The roadblock (or bottleneck)

If you’re taking the lead on your company’s new web design, chances are you’ll experience the “too many chefs in the kitchen” situation. Your boss, your marketing team, your sales department and your mailman will all want to weigh in on how the site should look. This will result in a dead stop of productivity. We’ve experienced this numerous times at our agency. It’s no one’s fault, there are just too many angles and strategies to take into consideration.

Consider instead a scenario where you collaborate with these same people to determine your goals and needs for the new design and then you come to them with 4 or 5 themes that would fit these parameters. Your boss picks one, you move on, your site is underway.

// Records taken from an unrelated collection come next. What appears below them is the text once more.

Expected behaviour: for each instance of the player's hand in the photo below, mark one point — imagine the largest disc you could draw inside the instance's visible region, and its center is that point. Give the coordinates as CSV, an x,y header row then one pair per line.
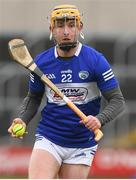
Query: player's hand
x,y
92,123
16,121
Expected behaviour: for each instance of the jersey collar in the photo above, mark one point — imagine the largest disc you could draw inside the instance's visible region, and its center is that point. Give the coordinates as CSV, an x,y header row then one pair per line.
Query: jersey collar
x,y
76,53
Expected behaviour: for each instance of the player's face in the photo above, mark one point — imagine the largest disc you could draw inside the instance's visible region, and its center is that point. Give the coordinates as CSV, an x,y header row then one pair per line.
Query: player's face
x,y
66,30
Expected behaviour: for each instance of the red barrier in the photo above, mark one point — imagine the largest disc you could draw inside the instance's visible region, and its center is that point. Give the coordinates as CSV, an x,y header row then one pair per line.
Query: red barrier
x,y
114,163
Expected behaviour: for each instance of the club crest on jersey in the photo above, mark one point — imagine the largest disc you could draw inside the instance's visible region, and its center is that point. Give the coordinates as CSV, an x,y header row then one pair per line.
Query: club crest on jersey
x,y
83,74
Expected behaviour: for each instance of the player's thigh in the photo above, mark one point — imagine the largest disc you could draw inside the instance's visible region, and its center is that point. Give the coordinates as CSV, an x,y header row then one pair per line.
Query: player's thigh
x,y
42,165
74,171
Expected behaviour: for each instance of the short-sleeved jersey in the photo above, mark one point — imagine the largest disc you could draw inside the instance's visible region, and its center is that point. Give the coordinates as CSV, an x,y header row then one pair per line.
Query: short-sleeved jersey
x,y
81,78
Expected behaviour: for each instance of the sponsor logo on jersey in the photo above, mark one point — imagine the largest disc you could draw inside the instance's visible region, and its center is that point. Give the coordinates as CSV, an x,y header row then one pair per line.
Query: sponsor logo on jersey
x,y
108,75
74,94
83,74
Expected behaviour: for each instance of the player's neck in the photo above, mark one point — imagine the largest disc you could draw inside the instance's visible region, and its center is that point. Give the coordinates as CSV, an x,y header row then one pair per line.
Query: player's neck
x,y
69,53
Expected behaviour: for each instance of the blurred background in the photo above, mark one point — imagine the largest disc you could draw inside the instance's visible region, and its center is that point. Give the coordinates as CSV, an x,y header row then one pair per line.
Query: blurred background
x,y
110,27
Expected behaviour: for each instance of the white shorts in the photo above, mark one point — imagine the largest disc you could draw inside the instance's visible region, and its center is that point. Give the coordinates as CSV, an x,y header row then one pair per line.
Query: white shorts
x,y
66,155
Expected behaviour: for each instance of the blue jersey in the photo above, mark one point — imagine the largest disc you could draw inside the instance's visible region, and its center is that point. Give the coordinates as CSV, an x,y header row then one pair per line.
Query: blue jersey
x,y
81,78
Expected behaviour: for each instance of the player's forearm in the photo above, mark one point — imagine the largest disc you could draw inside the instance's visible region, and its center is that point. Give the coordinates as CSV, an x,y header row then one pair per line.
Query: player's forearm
x,y
116,105
29,106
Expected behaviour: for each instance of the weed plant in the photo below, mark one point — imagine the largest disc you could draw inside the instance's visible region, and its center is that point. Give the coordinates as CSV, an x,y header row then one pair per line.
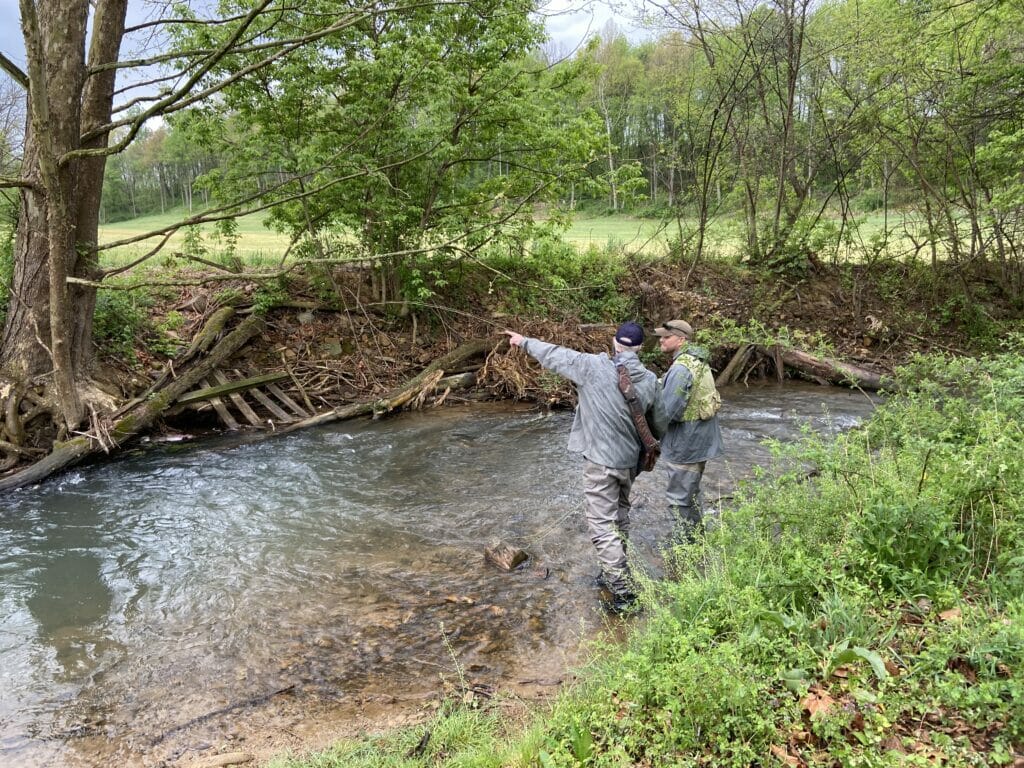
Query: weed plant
x,y
869,613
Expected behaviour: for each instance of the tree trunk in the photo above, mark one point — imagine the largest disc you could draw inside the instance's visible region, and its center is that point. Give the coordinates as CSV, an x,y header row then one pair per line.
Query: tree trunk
x,y
49,326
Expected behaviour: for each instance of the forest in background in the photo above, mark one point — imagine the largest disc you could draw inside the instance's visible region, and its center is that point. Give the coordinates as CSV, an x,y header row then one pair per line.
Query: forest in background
x,y
794,121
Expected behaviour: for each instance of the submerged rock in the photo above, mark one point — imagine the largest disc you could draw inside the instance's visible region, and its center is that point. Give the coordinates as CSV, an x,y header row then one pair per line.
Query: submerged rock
x,y
505,556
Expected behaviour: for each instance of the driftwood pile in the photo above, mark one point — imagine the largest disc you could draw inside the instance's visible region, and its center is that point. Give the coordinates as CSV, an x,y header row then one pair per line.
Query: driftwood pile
x,y
198,379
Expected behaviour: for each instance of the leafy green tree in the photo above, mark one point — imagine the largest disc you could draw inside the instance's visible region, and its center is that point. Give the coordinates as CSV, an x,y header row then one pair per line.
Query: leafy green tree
x,y
426,131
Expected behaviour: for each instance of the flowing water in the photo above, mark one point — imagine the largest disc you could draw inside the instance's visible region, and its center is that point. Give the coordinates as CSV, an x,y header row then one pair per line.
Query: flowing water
x,y
169,603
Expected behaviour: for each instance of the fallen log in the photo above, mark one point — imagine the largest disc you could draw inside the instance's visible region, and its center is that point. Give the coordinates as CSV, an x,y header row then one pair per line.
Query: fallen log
x,y
828,371
732,371
426,380
137,419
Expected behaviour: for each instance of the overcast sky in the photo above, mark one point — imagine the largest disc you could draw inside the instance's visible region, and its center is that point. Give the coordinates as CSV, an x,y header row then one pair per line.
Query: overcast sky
x,y
569,23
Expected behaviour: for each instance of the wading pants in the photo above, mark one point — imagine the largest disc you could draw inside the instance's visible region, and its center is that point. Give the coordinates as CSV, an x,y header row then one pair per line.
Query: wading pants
x,y
606,496
684,504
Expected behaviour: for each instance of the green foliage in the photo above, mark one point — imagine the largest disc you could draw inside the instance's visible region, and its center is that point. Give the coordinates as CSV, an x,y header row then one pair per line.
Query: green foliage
x,y
122,326
876,610
118,322
809,239
553,276
270,294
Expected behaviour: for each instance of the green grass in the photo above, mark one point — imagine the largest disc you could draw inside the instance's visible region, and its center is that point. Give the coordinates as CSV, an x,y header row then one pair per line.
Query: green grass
x,y
255,243
870,616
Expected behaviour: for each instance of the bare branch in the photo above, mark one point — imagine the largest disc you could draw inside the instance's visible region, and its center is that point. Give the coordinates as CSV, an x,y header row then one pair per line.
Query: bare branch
x,y
8,182
15,72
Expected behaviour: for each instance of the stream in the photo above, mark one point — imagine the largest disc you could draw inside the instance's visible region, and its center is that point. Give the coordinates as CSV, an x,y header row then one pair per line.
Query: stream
x,y
268,594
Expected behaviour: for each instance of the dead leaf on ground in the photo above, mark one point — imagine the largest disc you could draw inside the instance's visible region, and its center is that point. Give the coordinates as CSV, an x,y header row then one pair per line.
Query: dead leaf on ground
x,y
817,702
894,743
783,755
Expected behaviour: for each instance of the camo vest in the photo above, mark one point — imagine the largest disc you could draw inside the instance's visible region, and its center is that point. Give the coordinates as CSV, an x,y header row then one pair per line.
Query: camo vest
x,y
705,399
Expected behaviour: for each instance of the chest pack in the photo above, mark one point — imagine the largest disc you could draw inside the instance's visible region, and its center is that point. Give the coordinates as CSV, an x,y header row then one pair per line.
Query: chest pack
x,y
705,399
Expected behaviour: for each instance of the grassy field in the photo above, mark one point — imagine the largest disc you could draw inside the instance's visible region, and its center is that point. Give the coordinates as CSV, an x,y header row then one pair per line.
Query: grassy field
x,y
256,244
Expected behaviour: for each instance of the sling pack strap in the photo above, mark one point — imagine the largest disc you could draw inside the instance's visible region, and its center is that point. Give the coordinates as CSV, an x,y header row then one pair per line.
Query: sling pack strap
x,y
650,449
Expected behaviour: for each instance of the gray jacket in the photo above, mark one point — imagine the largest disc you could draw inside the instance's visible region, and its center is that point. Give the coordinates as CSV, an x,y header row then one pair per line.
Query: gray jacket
x,y
686,441
602,429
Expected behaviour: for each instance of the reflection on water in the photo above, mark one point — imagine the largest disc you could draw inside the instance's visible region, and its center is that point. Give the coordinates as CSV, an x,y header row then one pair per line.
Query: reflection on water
x,y
148,602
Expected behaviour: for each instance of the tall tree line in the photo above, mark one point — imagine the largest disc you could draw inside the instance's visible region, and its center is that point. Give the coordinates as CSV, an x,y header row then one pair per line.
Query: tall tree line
x,y
791,115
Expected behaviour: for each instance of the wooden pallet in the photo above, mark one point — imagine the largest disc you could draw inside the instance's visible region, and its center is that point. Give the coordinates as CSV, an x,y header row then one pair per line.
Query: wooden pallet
x,y
224,394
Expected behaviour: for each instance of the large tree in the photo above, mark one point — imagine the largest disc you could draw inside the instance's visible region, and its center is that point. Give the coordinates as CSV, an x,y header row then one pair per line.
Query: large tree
x,y
406,93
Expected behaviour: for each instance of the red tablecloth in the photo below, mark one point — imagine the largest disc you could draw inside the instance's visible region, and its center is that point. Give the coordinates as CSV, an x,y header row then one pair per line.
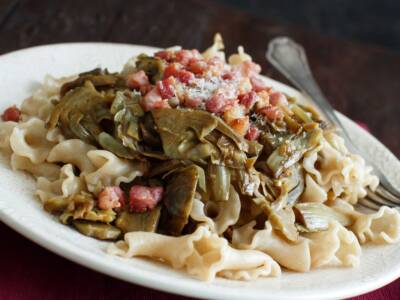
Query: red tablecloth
x,y
28,271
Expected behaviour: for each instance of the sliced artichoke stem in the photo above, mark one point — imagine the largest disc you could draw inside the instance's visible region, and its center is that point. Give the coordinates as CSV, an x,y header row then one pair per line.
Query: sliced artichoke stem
x,y
316,216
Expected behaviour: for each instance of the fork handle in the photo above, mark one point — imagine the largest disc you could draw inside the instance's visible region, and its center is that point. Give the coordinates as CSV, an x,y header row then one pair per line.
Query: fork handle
x,y
290,59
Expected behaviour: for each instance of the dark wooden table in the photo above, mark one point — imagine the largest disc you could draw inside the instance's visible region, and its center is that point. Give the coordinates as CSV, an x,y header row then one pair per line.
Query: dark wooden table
x,y
361,81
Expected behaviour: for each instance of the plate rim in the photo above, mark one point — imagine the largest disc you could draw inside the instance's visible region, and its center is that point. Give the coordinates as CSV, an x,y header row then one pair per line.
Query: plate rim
x,y
142,278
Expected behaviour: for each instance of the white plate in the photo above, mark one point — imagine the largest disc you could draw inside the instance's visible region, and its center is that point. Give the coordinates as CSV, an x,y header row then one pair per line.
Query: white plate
x,y
22,71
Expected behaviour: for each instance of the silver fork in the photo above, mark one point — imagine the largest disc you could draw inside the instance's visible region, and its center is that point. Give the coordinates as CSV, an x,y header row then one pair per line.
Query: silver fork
x,y
289,58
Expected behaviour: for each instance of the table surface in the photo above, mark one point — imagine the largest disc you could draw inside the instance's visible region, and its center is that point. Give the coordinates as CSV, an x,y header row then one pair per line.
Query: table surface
x,y
361,81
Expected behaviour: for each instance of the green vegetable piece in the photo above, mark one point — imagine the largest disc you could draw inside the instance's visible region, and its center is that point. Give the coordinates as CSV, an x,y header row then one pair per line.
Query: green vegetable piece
x,y
316,216
220,182
97,230
108,142
147,221
291,151
178,200
98,77
104,216
152,66
80,111
55,205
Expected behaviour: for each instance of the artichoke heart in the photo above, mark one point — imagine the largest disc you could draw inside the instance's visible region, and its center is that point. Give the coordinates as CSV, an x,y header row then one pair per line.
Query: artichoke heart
x,y
178,200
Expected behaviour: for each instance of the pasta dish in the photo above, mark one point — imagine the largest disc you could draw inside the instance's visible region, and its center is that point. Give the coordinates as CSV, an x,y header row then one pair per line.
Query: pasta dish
x,y
192,159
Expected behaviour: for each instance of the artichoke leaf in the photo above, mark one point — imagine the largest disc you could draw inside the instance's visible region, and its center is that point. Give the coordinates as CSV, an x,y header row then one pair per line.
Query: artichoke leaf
x,y
108,142
80,111
220,181
103,216
178,200
131,221
152,66
291,151
97,77
282,220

At our agency we take the time with all of our clients to understand their needs so we can lay out an appropriate strategy for their product, brand or service. When you decide to start from scratch and design a custom design we take advantage of developing a wireframe, which is basically a mockup of your site that is strictly focused on placement and strategy. Although this can be beneficial, more work equals more cost for you. I also think it’s safe to say that most custom designs are nothing to extravagant and the same outcome could have been achieved using a theme. So consider your budget when you’re deciding how to tackle your new design.


I probably said a few times throughout this post but it’s that important. Think of your site’s purpose first and foremost. Your bottom line will thank you and your users will thank you. Figure out the purpose of your re-design or your brand new website and then decide if you need a custom design or if a pre-existing theme will fulfill everything you need.